England’s Deep Magic
England is an ancient land, burdened and liberated by tradition, and pervaded with a sense of stewardship.
Do you recall the majestic scene in The Lord of the Rings in which the beacons are lit? Large piles of wood and hay are stacked atop the tallest mountains. When Gondor needs military assistance, it lights its beacon, and miles away another beacon is lit in response, and then another, and then another. For hundreds of miles the beacons are lit, spreading news of Gondor’s need across Middle Earth.
When I encountered this, I was again struck by Tolkien’s genius. How could one man’s imagination create such an elaborate and detailed world? But standing atop the Ditchling Beacon in the south of England last month, I was confronted with the fact that Tolkien didn’t create the beacons. They existed in England, like so much other magic, for centuries before Tolkien’s pen ever touched paper.
Everything in England is small. Some of the roads are so small that for miles they are only one lane despite the fact that traffic runs on them both ways—the roads were created before cars. Walk around Brighton or London, and you will see tiny alleys as thin as paper hiding off major streets, filled with shops, some of which are so small that they can only accommodate three or four customers at a time. The cars in the London Underground are tiny—so much smaller than the Washington Metro or the New York City subway’s that a particularly tall man couldn’t stand up straight in them. English pubs have low ceilings as well, and the houses are small. This is so unlike America, and it underscores that ours is a geography of limitless horizons. England, in contrast, is a small island. Perhaps this explains our impulse to create things anew and their impulse to preserve tradition?
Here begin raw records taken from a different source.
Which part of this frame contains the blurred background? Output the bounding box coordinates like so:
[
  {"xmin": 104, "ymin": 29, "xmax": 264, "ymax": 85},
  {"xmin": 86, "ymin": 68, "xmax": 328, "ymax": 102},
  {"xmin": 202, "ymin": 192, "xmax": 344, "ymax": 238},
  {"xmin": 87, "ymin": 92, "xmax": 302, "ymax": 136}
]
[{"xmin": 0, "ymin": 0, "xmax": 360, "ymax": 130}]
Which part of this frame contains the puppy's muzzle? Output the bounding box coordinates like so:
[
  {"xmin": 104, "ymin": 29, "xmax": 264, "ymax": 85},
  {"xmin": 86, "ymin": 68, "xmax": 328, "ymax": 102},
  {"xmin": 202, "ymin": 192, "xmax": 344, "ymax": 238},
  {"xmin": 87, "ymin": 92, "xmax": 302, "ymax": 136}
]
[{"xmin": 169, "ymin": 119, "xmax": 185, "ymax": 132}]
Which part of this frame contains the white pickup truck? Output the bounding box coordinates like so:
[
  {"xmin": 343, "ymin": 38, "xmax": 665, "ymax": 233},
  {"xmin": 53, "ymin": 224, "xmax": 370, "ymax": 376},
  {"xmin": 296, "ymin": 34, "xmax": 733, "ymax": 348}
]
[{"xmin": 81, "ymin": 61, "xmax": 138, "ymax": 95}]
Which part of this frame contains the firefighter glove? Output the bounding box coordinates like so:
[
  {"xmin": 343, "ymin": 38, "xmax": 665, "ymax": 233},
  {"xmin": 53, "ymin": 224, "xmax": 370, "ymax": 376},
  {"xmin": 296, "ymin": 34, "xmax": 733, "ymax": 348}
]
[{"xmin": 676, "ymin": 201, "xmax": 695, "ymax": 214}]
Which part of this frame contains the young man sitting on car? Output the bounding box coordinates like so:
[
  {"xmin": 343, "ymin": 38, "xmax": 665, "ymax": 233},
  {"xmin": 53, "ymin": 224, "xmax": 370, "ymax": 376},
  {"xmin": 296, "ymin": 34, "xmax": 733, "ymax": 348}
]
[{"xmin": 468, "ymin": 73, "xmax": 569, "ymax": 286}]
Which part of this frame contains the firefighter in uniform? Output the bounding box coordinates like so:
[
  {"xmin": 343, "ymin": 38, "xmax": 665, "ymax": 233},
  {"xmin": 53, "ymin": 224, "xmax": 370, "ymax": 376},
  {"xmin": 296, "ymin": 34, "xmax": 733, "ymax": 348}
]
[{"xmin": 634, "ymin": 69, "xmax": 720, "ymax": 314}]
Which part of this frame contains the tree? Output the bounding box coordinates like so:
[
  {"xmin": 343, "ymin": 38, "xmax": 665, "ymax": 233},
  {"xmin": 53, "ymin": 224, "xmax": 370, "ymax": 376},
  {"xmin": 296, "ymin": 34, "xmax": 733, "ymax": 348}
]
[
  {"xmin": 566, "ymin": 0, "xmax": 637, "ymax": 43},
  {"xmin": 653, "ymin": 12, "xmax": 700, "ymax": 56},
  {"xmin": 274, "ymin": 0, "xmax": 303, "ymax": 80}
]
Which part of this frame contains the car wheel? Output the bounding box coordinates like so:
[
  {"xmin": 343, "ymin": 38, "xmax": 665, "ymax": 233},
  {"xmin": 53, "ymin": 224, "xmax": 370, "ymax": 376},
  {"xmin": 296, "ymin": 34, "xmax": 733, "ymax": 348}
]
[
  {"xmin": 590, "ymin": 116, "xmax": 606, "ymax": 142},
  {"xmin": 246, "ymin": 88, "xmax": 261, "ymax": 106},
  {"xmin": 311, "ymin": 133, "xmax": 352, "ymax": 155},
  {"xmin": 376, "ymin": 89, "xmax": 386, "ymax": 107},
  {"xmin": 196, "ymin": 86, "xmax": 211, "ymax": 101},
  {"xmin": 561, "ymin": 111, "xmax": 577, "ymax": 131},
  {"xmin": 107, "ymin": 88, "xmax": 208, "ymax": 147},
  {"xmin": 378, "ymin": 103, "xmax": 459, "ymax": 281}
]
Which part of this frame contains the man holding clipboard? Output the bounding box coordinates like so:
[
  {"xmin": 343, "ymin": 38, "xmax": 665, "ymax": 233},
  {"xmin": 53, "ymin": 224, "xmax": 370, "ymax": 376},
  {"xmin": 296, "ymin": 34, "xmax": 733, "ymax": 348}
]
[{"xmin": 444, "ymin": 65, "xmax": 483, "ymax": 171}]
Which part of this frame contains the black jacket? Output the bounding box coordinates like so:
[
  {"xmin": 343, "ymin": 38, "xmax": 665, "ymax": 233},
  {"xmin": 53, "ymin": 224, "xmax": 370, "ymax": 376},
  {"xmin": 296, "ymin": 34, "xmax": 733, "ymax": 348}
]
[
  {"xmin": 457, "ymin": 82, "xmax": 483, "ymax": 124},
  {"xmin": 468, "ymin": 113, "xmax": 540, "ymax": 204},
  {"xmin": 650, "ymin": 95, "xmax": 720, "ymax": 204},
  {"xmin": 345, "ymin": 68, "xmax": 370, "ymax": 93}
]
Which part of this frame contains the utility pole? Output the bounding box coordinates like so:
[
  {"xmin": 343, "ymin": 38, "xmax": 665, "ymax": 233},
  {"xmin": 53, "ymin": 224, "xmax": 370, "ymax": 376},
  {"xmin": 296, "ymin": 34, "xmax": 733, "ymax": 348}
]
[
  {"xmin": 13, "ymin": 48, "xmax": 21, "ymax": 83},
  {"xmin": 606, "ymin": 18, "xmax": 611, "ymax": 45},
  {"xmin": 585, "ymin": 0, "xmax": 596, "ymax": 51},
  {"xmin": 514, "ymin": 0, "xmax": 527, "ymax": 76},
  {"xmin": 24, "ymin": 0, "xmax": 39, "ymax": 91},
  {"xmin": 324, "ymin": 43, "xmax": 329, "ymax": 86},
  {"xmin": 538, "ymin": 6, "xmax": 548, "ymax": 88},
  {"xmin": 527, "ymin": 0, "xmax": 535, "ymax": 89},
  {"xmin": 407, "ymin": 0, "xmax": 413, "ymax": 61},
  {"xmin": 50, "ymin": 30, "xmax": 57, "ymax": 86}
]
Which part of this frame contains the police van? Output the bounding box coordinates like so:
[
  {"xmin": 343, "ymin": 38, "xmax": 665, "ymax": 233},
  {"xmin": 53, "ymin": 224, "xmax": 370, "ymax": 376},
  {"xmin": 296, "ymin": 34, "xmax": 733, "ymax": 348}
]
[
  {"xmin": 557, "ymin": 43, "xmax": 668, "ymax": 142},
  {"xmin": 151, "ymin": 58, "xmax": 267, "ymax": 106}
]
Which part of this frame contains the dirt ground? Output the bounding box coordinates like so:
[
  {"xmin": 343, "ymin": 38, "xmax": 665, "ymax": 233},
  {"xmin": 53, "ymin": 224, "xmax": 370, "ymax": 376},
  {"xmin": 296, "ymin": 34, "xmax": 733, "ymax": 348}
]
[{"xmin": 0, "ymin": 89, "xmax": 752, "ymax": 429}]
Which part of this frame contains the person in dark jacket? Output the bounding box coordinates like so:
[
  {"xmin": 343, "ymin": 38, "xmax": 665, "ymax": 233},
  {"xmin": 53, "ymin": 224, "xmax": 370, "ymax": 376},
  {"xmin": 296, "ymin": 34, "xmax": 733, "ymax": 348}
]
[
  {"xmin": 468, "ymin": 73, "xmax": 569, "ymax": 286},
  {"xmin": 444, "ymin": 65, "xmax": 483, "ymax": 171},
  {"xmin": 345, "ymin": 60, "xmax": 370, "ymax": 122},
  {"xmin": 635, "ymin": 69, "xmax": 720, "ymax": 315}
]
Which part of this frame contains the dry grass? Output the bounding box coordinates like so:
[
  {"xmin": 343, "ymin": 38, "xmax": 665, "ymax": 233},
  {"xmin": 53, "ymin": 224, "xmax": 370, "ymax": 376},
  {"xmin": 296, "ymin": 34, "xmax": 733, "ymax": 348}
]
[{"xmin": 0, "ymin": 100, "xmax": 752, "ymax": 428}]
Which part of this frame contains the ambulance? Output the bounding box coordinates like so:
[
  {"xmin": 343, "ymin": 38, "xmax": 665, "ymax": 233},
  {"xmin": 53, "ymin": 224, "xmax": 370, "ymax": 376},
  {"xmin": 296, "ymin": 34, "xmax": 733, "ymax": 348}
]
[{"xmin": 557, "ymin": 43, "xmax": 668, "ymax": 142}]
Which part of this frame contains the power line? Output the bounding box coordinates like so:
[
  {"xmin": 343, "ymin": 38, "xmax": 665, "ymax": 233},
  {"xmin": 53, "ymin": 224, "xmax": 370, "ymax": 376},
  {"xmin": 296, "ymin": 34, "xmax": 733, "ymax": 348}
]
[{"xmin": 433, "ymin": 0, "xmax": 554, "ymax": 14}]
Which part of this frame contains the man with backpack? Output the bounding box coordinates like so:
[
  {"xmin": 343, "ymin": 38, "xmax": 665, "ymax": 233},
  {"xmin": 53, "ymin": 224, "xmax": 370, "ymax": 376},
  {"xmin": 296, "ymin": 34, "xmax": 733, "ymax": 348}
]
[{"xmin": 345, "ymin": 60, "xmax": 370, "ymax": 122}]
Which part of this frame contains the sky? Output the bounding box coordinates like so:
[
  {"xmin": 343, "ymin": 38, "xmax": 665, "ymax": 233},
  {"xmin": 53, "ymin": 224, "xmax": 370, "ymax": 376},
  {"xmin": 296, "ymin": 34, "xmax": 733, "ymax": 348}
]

Tradition, indeed, is everywhere. In the fall of 1605, Guy Fawkes decided that he had had enough of the English government. He was found in a cellar beneath the House of Lords on the night before Parliament opened—the next morning marking the only day of the year when the king and all the members of Parliament would be in the same place—with enough gunpowder to destroy the Palace of Westminster. Tradition sometimes imposes inefficiencies—to this day, palace guards dress up in 17th-century uniforms and without electricity conduct a ceremonial inspection of the palace’s cellars on the anniversary of the failed plot.